September 30, 2011 Paris
They were two of a surprising number of designers who turned out for Kanye: The presence of Azzedine Alaïa, Dean and Dan Caten, Olivier Theyskens, Jeremy Scott, and the Olsens sealed this evening's deal as a fashion event. Equally, they underscored the goodwill he had going into this. And Kanye himself was poignantly aware of the challenge. "The biggest hurdle I had to face is the celebrity designer or the hip-hop designer concept," he said backstage. But he had some major help in battling preconceptions. Among the people he bounced ideas off, he name-checked Kim Jones, Louise Goldin, Katie Eary, and Louise Wilson, the guiding light of Central Saint Martins and, by extension, guru of British fashion.
Maybe that's why what Kanye actually offered on the catwalk was such a surprise.

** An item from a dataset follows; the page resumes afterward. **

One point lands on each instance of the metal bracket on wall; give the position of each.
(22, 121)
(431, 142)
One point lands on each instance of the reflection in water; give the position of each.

He was keen to communicate that, as far as he was concerned, there was a couture level of workmanship in items that had taken three days to complete in the atelier he'd established in London. What we actually saw was something that looked like a baby Balmain vision of womenswear. The context was impeccable—soundtrack and staging exactly what you'd expect from someone whose 360-degree vision has been responsible for some of the best albums and concerts of the past decade. The clothes? Heavy might be the operative word: zippers in excelsis; suede and leather high-performance clothing; beading, crystals, and appliqué weighting jackets and tops. And more fur than you'd want on a night when the mercury hit the roof in Paris. It's kind of a cheap shot to go the trying-too-hard route with someone who is so undoubtedly passionate about what he is doing, but at the same time, it's frustrating that someone who seems to almost effortlessly realize his vaulting musical ambitions comes up short elsewhere, at least on the first attempt. Of course, what Kanye West is trying to achieve is unprecedented. There isn't a fashion designer alive who could match his music. But tonight's show suggests that conquering his new medium is a work in progress.